Background: The interviewee, KP, is an American man nearing his mid-fifties. KP resides in northern California, and his family has been in the states since the second ship after the Mayflower.He also states that he doesn’t know its exact origins, but assumes they are from the South (where he and his ancestors grew up). KP notes that the birthday song was originally passed down orally by his mother. The conversation was brought up after overhearing this song at a family birthday celebration, where he states the song is traditionally sung at since others cultures may not approve of such dark and depressing nature. This depressing nature, however, is not how KP sees the song, he states they “sing it just to be funny and change up the traditional happy birthday song, and never sang it to be mean just to have fun.”

Nationality: American
Location: the South (transitioned into west coast)
Language: English

Interpretation: My initial reaction of hearing this dark and dreary birthday song was the thought of “ Who would want to hear this on their Birthday?” Often when celebrating a birthday we are trying to ignore the fact that we are growing a step closer to our impending deaths and this song seems to capitalize on this fear. After going into a deeper analysis of this text I found that the song or refrain is a variation of the Birthday Dirge a/k/a “The Barbarian Birthday Song”, “The Viking Birthday Song”, “The SCA Birthday Dirge”. This Dirge is sung to the melody of a Russian folk tune known as, The Volga Boatmen” (a 1926 American silent drama film). The Dirge often varies in lyrics based upon who it is being sung to and often is comprised of only 2-3 verses. It is said that after each refrain of “Happy Birthday”, often in Russian tradition, the noise “HUHN”-like a grunt, or a thump on the table or floor is produced. This thumping aspect has not followed into KB’s Birthday Dirge which I find extremely interesting as it is a quite prominent attribute to the Russian rendition.

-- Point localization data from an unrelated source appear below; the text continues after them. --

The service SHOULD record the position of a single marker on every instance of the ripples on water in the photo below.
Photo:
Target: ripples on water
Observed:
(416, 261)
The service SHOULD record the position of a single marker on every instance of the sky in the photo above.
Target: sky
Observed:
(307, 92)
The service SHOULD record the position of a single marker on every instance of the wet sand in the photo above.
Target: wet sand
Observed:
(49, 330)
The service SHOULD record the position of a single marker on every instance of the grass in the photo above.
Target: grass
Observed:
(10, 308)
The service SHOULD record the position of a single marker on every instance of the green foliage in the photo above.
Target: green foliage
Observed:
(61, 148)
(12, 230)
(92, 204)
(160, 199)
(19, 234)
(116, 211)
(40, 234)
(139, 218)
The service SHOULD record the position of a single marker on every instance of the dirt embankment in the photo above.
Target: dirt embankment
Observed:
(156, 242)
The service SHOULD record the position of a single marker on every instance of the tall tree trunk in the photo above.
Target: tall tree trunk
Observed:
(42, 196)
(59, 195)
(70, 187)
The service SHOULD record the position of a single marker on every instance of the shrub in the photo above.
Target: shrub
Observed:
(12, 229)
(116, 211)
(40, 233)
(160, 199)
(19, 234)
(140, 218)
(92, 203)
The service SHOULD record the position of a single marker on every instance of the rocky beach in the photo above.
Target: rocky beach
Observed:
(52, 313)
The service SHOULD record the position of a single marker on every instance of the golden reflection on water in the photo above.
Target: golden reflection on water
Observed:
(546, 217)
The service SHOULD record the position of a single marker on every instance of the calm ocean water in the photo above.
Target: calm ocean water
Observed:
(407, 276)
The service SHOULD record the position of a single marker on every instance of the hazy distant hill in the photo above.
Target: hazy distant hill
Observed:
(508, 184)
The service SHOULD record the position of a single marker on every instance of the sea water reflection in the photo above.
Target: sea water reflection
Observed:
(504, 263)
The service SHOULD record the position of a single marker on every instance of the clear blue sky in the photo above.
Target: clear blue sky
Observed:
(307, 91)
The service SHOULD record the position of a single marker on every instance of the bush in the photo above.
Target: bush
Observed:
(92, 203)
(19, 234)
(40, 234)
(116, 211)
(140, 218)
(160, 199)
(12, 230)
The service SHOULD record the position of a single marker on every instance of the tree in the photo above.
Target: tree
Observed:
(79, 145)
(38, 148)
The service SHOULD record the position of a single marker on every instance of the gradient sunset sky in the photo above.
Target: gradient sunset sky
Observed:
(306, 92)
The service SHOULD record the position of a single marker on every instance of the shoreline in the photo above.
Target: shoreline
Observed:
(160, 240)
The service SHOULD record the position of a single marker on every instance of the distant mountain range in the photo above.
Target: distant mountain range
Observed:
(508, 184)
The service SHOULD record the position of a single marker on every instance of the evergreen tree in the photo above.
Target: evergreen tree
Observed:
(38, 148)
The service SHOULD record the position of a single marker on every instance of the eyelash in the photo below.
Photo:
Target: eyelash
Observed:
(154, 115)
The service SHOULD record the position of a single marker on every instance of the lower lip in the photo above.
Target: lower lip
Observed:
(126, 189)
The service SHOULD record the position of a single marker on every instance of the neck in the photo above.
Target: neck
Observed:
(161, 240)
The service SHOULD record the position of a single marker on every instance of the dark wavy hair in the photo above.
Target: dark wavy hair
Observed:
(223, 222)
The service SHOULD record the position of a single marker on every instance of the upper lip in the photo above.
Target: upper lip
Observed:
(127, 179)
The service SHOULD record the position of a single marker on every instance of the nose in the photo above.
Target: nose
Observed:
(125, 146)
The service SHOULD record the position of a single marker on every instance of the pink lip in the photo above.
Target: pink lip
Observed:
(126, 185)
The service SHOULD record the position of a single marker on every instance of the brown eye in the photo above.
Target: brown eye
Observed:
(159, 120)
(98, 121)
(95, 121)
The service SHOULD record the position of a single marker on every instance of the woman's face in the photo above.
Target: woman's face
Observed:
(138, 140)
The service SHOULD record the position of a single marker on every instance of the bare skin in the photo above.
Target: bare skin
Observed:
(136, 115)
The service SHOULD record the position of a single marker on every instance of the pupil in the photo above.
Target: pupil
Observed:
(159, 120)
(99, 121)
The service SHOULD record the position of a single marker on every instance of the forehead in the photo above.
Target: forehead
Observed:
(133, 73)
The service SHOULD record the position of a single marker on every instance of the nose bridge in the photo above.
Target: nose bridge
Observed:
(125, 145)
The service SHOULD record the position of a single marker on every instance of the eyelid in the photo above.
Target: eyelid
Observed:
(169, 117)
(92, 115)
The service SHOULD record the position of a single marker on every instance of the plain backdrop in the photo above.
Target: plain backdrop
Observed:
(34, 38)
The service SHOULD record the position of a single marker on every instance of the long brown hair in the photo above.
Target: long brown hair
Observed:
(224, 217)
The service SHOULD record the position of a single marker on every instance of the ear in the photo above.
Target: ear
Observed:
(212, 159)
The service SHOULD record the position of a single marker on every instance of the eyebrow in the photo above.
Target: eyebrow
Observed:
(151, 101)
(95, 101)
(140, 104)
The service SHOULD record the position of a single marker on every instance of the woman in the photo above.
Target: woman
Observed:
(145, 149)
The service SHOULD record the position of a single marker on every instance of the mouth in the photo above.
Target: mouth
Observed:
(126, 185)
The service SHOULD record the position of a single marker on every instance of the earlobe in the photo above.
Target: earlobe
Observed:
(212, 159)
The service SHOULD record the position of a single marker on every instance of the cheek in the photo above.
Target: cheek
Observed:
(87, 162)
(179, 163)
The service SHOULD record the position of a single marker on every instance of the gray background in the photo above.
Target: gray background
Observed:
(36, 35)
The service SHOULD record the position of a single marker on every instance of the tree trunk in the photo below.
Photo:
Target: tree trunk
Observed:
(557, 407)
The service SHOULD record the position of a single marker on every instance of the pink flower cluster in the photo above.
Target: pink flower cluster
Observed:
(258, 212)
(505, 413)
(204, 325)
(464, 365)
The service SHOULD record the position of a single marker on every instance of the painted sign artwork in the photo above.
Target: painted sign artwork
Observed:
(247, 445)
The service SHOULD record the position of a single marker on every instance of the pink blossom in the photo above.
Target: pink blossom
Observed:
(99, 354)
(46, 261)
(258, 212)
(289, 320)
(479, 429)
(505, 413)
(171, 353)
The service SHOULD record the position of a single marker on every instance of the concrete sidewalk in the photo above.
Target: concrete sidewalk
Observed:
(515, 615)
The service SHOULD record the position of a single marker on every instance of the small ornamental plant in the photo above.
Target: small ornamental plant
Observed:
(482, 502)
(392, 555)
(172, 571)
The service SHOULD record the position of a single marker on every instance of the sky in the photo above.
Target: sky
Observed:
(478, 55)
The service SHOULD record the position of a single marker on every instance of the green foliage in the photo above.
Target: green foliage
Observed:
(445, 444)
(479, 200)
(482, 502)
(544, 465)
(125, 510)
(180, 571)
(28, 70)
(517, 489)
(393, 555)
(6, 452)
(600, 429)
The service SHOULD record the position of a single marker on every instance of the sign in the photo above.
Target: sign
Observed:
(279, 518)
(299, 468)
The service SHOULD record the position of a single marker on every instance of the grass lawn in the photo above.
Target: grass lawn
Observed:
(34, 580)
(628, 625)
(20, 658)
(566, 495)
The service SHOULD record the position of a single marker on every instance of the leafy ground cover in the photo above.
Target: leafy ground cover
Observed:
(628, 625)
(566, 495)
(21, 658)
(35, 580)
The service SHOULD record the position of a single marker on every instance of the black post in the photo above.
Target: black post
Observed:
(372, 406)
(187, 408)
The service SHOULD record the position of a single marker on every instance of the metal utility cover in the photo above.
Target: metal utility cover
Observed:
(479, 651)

In addition to the thump or lack thereof, I found that the lyrics are slightly different from those recorded in the article I found; the only commonality being the line “People dying everywhere.”

Larson, Grig -Punkie-. “History of the Birthday Dirge.” Punkie’s Web Page – Lyrics for Viking/Barbarian Birthday Dirge, 2019, punkwalrus.net/cybertusk/viking_birthday_dirge.html.